Non-expandable mandrel 28 supports a plurality of slip members, one of which is indicated at 48. Slip members 48 include surface features 52 and may be radially outwardly extended to affix non-expandable mandrel 28 at a desired position relative to wellbore 21. Non-expandable mandrel 28 is also shown to include a slip seat 53 (FIG. 2) that partially covers body 34. Slip seat 53 includes a plurality of windows, one of which is indicated at 55, which provide an opening through which each slip member 48 may extend. A cover ring 57 (FIG. 2) may be provided to partially cover another portion of body 34 adjacent downhole end 37. Cover ring 57 includes window portions 59 that are positioned to accommodate radial outward movement of slip members 48. Once deployed, surface features 52 on slip members 48 bite into wall portions (not separately labeled) of wellbore 21 to affix non-expandable mandrel 28.

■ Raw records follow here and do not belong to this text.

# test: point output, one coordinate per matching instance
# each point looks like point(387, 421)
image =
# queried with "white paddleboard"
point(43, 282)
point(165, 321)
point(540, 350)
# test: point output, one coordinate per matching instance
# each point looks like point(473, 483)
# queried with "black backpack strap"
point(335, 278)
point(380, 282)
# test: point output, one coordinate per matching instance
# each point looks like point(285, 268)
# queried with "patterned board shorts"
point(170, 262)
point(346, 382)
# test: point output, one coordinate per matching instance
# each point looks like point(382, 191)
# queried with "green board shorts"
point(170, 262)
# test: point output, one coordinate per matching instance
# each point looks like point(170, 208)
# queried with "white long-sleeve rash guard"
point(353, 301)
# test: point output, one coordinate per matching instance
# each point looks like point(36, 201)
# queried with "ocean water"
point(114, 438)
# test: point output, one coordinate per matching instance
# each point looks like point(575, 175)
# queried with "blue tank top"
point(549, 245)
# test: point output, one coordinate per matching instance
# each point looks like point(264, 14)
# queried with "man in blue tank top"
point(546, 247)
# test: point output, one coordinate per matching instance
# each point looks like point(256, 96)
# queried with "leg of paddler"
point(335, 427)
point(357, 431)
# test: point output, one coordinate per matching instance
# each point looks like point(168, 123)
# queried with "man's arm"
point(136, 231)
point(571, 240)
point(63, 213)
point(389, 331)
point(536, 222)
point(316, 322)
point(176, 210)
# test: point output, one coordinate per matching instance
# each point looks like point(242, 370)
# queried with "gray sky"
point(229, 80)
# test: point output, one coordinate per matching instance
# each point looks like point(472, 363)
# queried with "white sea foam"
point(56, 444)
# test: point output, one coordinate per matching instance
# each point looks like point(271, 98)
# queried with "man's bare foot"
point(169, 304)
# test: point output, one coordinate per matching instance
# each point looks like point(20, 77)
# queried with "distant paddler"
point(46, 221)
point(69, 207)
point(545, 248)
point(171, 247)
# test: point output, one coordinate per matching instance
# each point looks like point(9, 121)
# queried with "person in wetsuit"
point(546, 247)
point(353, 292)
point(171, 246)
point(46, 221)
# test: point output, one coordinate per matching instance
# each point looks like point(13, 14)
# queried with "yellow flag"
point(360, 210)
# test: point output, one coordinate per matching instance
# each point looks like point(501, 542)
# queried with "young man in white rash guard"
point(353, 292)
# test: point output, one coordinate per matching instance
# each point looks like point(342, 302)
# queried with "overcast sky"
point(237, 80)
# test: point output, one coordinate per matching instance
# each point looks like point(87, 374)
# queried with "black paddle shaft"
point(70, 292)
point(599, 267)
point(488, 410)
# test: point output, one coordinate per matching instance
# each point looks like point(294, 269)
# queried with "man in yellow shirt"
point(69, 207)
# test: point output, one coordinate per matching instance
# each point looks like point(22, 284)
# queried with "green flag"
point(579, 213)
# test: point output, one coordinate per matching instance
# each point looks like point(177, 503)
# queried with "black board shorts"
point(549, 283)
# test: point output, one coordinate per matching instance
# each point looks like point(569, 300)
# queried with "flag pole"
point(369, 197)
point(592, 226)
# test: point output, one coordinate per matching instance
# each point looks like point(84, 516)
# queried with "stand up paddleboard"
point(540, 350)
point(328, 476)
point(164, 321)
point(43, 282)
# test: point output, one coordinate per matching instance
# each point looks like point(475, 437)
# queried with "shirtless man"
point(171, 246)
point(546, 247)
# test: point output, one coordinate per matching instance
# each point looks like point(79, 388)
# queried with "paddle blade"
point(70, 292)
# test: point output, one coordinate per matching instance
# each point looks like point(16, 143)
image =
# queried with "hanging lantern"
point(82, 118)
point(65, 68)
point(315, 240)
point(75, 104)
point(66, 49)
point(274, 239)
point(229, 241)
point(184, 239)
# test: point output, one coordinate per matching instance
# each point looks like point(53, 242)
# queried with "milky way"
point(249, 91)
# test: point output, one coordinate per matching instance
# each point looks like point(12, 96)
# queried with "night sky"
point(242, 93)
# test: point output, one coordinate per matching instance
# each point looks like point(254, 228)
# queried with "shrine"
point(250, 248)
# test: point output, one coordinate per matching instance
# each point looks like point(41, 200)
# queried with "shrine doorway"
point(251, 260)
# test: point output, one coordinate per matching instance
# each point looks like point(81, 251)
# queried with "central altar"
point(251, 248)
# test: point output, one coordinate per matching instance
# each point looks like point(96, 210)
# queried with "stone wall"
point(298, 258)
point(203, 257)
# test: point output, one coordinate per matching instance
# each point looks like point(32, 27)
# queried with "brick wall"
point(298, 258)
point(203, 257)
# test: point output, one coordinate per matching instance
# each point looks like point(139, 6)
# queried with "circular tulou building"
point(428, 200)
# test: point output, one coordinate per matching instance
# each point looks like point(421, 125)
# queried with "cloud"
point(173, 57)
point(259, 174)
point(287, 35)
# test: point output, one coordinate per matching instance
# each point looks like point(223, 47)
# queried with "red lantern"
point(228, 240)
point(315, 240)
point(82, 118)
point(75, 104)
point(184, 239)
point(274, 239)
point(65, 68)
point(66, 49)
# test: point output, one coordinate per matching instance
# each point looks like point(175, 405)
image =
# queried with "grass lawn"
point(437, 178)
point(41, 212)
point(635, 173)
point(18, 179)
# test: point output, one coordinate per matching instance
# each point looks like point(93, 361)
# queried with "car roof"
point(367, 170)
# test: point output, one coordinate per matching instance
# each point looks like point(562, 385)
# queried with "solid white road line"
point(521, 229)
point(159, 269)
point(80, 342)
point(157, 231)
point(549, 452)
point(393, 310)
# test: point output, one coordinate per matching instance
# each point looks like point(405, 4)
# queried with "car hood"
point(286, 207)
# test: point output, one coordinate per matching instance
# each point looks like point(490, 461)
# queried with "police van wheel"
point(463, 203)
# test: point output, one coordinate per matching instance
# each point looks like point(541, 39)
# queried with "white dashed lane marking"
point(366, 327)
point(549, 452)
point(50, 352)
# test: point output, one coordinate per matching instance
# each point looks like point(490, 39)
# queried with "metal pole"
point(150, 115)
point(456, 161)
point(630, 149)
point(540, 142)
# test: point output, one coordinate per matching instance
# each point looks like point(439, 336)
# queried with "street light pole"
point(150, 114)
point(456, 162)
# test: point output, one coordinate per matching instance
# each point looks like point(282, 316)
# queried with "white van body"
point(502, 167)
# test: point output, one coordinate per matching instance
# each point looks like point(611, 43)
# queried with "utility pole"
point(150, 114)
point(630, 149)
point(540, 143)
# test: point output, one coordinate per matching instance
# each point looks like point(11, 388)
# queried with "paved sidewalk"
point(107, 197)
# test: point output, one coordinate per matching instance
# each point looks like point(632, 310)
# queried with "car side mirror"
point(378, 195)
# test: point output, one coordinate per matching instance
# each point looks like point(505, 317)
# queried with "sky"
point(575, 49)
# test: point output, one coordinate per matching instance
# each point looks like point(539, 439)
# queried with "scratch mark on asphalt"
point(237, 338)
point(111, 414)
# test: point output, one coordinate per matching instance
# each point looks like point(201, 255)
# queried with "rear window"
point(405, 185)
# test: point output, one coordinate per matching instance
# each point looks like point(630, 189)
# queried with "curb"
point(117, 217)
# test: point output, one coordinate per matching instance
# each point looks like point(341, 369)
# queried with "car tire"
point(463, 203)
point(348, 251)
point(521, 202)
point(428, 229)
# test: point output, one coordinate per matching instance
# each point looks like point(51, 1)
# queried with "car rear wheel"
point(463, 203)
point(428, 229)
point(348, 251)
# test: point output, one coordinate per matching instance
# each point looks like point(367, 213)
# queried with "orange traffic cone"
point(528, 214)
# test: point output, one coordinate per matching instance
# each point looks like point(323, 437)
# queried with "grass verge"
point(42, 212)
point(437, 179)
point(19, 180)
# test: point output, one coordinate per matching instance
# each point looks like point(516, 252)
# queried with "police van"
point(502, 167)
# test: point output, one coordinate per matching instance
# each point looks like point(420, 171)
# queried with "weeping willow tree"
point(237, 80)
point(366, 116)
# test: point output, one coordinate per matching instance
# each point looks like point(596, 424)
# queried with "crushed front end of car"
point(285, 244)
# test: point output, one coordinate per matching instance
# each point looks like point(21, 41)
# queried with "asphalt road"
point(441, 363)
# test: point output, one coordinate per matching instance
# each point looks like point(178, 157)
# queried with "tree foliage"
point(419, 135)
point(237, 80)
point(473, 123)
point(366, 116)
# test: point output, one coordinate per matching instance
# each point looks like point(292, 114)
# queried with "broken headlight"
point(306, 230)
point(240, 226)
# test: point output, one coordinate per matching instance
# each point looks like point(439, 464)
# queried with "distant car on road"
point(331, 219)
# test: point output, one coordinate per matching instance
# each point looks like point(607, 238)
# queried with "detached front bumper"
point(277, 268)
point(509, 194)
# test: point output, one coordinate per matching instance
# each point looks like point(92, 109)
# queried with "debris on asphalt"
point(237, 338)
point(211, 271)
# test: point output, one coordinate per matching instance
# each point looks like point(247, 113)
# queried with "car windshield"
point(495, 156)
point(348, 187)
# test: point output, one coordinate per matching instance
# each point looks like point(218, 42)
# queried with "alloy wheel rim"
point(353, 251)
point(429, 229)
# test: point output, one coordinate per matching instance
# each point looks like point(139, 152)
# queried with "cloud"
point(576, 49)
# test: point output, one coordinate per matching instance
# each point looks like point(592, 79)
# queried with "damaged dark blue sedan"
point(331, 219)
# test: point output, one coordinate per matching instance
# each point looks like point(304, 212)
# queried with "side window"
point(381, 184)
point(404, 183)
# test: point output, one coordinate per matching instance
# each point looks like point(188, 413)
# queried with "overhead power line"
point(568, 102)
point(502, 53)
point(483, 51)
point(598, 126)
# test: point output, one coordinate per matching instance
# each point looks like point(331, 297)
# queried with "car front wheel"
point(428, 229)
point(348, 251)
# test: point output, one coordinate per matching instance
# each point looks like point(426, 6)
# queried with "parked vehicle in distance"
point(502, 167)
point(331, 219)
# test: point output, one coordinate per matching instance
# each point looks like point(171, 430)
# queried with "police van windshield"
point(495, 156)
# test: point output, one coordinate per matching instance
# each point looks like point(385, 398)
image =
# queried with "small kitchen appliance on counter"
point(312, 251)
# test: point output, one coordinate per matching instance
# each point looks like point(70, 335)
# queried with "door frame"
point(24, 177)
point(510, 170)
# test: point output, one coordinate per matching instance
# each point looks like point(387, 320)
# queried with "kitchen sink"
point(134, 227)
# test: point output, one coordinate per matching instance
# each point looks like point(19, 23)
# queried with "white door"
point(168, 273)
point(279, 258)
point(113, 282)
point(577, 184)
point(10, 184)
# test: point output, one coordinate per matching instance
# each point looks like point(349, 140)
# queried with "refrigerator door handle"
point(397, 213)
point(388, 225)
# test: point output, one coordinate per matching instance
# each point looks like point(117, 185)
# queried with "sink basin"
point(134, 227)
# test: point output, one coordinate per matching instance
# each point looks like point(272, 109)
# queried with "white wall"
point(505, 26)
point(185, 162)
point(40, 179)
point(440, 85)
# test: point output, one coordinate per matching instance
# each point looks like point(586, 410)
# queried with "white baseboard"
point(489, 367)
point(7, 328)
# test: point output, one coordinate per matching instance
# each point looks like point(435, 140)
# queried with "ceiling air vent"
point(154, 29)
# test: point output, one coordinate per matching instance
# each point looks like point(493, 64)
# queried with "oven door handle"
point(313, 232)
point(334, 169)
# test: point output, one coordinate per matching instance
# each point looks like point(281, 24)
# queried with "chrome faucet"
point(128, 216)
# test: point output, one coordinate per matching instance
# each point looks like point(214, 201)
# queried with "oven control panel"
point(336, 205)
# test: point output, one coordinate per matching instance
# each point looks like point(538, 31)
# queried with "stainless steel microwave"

Non-expandable mandrel 28 also includes a lock assembly 64 defined by a lock ring 65 (FIG. 3) having a plurality of ridges 67 (FIG. 6) arranged near uphole end 36, a locking member 68 downhole from lock ring 65, a first load ring 70 arranged near uphole end 36 and a second load ring 72 arranged at downhole end 37. A plurality of load bars, one of which is indicated at 78 extends between first load ring 70 and second load ring 72. Load bar 78 includes a plurality of ridges, one of which is indicated at 79, that may be selectively aligned with ridges 67 on lock ring 65. A load bar link 80 is arranged at first load ring 70 and mechanically links each of the plurality of load bars 78. As will be detailed below, load bars 78 transfer an axial load from decoupling sleeve 39 to seal assembly 27. Body 34 of non-expandable mandrel 28 includes a second plurality of shear members 85 that are designed to shear upon being exposed to a second force, which is less than the first force. Shear members 85 prevent axial loading of the plurality of load bars 78 prior to setting slip members 48.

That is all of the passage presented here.